The Necessity for Repurposing Content
- It is the practice involved in the reuse of the existing content into a new format or scope or a different audience. The following given points also highlights the factor where there is a necessity to repurpose content:
- Efficiency: Repurposed material saves on resources compared with new or original materials. You can cut on production time when recycling content. Content Marketing Institute says 60% of marketers who have repurposed their content strategy have saved it up to five times or two.
- SEO Reinforcement: Repurposing can strengthen your SEO approach. Example, an inspired performing blog post into infographic or video attracts backlinks adding to your site’s authority: Also, to target additional keywords reach different segment.strategies of your audience.
- Extended Reach: Different audiences consume content differently, and thus, Repurposing helps you increase your audience and reach more people with the same message in a different format. For example, you might take a blog post and turn it into a podcast episode, webinar, or series of social media posts.
- Maximized Value: Quality content deserves more than a single use. By repurposing, you gain the highest returns from material you already have by creating value that banks on and builds up what has already been built over time.
Some disadvantages of repurposing include:
- Relevance: Not all content may be repurposed. Some material gets out of date very fast, therefore losing its value when used again.
- Creativity Limitations: Too heavy reliance on repurpose can restrain your creativity and innovative skills. It is necessary to strike a balance in content between repurposing and generation of unique content to continuously keep the audience engaged.
Trying to Find a Balance
- In 99% of the cases, a mix of both creation of new and repurposing content is the best content strategy. Here’s how you can achieve the right amount of balance:
- Your Goals: First, take time to decide what you can achieve from your content. If it is great authority you want to create for your business and new eyes that you want to capture, then, by all means, focus on creating new content. If, by any chance, you are all about the ROI and looking to reach different segments of your audience, then you would look at repurposing.

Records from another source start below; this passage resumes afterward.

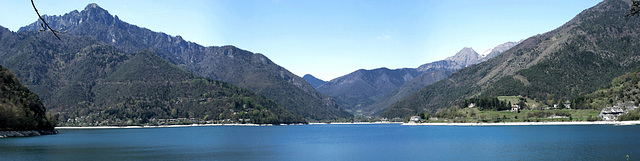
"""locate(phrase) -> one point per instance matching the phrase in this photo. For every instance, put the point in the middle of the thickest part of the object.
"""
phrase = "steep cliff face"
(581, 56)
(359, 89)
(313, 81)
(465, 57)
(20, 109)
(225, 63)
(88, 83)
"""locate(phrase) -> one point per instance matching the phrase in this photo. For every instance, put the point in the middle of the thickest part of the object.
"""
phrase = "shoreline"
(199, 125)
(618, 123)
(354, 123)
(527, 123)
(160, 126)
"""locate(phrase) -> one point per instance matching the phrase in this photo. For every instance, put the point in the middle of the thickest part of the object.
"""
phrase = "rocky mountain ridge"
(225, 63)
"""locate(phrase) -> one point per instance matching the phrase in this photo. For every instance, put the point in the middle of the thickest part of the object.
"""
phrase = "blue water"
(333, 142)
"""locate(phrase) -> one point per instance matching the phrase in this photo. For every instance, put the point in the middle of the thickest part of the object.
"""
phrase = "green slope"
(20, 109)
(89, 83)
(579, 57)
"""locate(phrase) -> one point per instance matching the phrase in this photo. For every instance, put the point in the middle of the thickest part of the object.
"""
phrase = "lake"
(333, 142)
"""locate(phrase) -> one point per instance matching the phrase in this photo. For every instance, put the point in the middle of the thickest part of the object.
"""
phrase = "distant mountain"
(581, 56)
(227, 63)
(465, 57)
(495, 51)
(368, 92)
(359, 89)
(88, 83)
(20, 109)
(315, 82)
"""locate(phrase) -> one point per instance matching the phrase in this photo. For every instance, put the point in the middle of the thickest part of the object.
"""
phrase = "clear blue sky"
(330, 38)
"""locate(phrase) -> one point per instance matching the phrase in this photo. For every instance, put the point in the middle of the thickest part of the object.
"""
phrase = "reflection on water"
(332, 142)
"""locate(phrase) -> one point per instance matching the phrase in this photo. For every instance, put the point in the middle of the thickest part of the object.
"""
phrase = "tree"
(46, 25)
(635, 9)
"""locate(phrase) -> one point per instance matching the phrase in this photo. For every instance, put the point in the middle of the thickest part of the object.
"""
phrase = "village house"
(515, 108)
(415, 119)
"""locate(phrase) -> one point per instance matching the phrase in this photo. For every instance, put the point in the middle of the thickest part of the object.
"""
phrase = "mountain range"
(581, 56)
(313, 81)
(368, 92)
(88, 83)
(20, 109)
(225, 63)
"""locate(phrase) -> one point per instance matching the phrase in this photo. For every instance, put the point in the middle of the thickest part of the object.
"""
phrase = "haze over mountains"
(108, 71)
(581, 56)
(88, 83)
(313, 81)
(367, 92)
(227, 63)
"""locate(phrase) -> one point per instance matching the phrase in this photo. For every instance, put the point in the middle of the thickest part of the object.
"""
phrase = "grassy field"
(476, 115)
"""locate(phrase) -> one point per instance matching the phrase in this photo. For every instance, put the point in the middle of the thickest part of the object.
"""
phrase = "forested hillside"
(252, 71)
(20, 109)
(88, 83)
(581, 56)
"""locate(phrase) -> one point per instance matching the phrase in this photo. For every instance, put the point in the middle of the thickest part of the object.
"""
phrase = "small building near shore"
(415, 119)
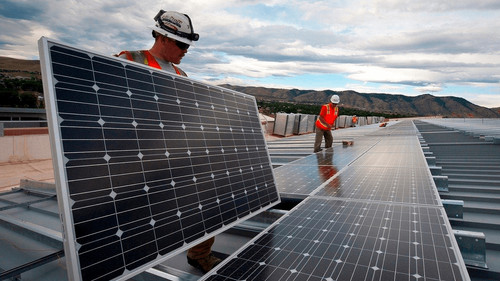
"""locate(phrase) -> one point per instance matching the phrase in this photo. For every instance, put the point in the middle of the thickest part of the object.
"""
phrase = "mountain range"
(422, 105)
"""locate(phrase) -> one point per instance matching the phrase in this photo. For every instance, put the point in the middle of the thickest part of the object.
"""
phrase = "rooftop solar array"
(377, 218)
(147, 163)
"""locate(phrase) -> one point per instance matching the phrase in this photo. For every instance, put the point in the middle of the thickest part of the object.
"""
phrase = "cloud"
(419, 46)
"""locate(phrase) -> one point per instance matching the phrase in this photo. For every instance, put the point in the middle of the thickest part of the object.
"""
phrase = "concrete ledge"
(15, 149)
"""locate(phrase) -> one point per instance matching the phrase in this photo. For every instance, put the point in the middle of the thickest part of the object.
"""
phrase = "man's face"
(171, 51)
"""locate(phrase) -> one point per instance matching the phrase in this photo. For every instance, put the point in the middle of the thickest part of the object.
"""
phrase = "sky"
(407, 47)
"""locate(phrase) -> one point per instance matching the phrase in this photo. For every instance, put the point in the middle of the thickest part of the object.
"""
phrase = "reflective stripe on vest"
(329, 118)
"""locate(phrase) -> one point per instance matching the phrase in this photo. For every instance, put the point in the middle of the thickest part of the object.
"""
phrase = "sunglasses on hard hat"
(182, 45)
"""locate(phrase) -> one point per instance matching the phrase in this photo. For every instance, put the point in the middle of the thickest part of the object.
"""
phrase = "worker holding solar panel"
(174, 34)
(324, 124)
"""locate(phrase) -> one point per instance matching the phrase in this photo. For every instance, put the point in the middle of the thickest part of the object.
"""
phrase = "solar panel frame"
(107, 130)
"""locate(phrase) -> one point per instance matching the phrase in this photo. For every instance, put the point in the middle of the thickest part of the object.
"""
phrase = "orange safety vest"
(148, 60)
(329, 115)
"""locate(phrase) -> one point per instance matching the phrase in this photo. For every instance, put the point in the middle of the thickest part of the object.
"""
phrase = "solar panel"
(390, 184)
(378, 218)
(329, 239)
(147, 163)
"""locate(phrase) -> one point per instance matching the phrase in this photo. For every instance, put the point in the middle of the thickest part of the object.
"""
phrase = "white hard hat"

- Content Auditing: The first step is to audit the type of content that you have created and identify the best content that could be repurposed. Evergreen content is that which will remain relevant for years to come and has already proved to resonate with your target audience.
- Strategic Planning: Plan your content calendar in such a way that considers both new ideas and repurposing. This way, you are constantly churning out new stuff while getting all the mileage possible out of what you have already created.
- Measure and Adjust: Monitor analytics for new and reshared content. This will help one to differentiate between what seems more attractive to the target audience and what does not, and thus readjust one’s approach in real time.
Conclusion
The balance between new and repurposed content is crucial in a strong content marketing strategy. It’s, therefore, important to consider the benefits and challenges that each approach offers so that you can make decisions that’ll help to meet the goals of your business as well as the needs of your audience. Finding the right balance between the two of these strategies can certainly be helpful for a content strategy that allows for a flow of engaging content, improved SEO efforts, and a good payback from your marketing ROI.